I really love what it's doing. It takes the stories of people alive during WWII and records them in a format that is accessible for children (though perhaps sometimes a bit too heavy for them, for obvious reasons), saving them for posterity. There are stories from all different angles, from people who were soldiers during the war and people who were children, Jews and Germans and Poles and Brits and Americans and more telling their individual slivers of the grand narrative of the war.
On the other hand, I didn't really like it in parts because some of the stories–especially toward the beginning–were kind of boring: basically, "I was evacuated and lived on a farm for a while." Plus there was clearly some strong editing done, because most of the narratives were told in the same way, even though they came from vastly different people and were recorded in the first-person narrative.
I flipped forward after a while, and once we get into the later parts of the war and its end, then the really impactful stories begin. There are stories from several Jewish children who survived death camps, or whose parents went into them. There are pictures of the people back then, too, which made the stories so much more real.

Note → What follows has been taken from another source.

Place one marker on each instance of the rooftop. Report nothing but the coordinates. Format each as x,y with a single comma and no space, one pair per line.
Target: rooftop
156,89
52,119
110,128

The one that is absolutely most shattering is a two-page spread of Hungarian Jews fresh off the cattle trucks at Auschwitz-Birkenau, waiting to be sorted. The caption informs us that only the strong were spared from being immediately sent to the gas chambers, and it's a thousand times more horrifying than just reading the fact because you can look into the faces of all these people about to be murdered.
It's - it's pretty hard, to be honest. Some of the material in this book is extremely horrifying and depressing. Add in a little bit of bad language (mainly a couple of "hell"s) and this is definitely not a book you should be handing off to your young children any time soon. But it is a pretty good collection of stories from across the war, tied together with explanations of the historical context, and I think it is important that we carry these stories with us into the future generations.
Disclaimer: I received a complimentary copy of this book in exchange for an honest review.